Methods: A cross-sectional study was conducted among pregnant women attending antenatal care clinic at Mulago Hospital between September and November 2015. Systematic sampling was used to enroll eligible women. An interviewer-administered demographic questionnaire and the Hamilton Anxiety Rating Scale for Antenatal Anxiety (HAMA-A) scale were used to assess demographic features and anxiety, respectively. Women with HAMA-A score ≥17 were considered to have anxiety disorder. Factors associated with anxiety disorders were determined using multivariate logistic regression.

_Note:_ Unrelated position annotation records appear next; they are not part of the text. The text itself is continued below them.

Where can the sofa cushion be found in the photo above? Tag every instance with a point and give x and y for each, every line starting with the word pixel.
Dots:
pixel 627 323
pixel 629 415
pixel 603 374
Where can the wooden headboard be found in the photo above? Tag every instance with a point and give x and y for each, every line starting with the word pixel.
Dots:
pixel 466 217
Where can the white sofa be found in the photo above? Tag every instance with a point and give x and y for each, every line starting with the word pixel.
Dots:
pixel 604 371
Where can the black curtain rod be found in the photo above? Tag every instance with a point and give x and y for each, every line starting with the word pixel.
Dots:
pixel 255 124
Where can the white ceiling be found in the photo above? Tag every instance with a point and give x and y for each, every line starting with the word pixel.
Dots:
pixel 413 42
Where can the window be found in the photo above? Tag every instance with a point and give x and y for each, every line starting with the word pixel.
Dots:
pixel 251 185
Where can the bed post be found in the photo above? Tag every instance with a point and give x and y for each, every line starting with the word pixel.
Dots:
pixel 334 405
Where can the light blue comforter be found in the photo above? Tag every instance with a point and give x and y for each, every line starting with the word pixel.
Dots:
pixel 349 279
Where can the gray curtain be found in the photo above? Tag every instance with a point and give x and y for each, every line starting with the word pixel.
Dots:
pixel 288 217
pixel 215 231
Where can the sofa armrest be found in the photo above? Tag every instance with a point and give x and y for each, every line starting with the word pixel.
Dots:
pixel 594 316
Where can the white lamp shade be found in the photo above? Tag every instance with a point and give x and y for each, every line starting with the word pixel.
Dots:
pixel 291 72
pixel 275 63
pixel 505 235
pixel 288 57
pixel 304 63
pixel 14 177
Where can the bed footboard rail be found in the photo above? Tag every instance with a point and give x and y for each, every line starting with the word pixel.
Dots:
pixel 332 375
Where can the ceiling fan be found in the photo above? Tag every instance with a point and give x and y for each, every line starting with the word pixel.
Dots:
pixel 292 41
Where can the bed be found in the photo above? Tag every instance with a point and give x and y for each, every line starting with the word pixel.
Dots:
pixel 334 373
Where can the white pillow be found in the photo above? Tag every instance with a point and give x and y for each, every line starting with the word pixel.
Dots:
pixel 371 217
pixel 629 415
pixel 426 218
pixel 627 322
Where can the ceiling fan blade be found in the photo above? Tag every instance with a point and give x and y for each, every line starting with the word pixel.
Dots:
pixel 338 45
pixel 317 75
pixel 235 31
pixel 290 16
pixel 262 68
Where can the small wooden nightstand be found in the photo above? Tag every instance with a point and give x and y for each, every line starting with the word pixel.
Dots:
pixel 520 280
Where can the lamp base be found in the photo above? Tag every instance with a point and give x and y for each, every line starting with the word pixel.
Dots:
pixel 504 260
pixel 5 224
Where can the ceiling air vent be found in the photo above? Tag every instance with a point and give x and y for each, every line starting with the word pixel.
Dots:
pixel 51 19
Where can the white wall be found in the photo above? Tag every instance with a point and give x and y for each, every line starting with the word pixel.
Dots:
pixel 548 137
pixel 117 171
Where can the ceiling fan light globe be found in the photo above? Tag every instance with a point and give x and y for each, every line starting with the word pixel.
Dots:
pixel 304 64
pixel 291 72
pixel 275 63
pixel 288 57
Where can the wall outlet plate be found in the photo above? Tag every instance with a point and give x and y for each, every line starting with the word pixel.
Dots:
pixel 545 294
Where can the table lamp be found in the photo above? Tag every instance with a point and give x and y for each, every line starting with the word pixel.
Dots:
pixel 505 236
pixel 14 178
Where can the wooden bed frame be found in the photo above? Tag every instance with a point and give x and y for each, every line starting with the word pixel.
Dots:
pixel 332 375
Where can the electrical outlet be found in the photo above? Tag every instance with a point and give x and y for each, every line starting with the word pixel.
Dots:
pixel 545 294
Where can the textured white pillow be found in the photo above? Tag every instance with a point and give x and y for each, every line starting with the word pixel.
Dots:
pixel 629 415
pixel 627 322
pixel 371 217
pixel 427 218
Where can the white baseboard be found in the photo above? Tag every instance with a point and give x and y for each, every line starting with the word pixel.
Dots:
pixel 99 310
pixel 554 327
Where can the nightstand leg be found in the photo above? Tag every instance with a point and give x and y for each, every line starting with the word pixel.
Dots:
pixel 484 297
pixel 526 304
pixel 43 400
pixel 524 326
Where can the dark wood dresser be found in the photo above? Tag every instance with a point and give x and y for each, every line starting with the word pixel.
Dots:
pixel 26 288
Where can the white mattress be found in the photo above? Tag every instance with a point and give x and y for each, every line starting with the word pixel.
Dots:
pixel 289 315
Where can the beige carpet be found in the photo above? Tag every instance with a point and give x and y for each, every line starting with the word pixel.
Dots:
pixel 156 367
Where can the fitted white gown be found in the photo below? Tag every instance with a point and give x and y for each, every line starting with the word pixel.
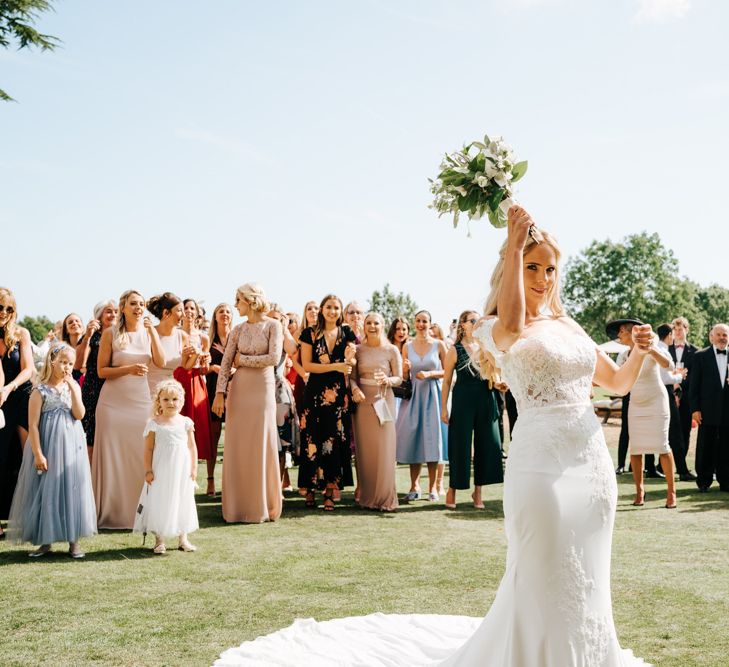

Results: A total of 501 pregnant women were enrolled into the study; the prevalence of anxiety disorders was 13% (n=65; 95% CI: 9.8–15.7%). Factors that were significantly associated with anxiety disorders were low income of the participants (adjusted odds ratio [AOR]=2.65, 95% CI: 1.16–6.06), bad relationship with spouse (AOR = 2.50, 95% CI: 1.01–5.82) and history of hypertension in previous pregnancy (AOR = 4.17, 95% CI: 1.68–10.37).
Conclusion: Approximately one in ten women surveyed exhibited anxiety disorders. Anxiety disorders were associated with low- income levels, bad spousal relationships, and a history of hypertension during previous pregnancies. Multidisciplinary approaches that integrate mental health support, social services, and partner involvement may help address anxiety disorders in pregnancy and contribute to improved maternal and child outcomes.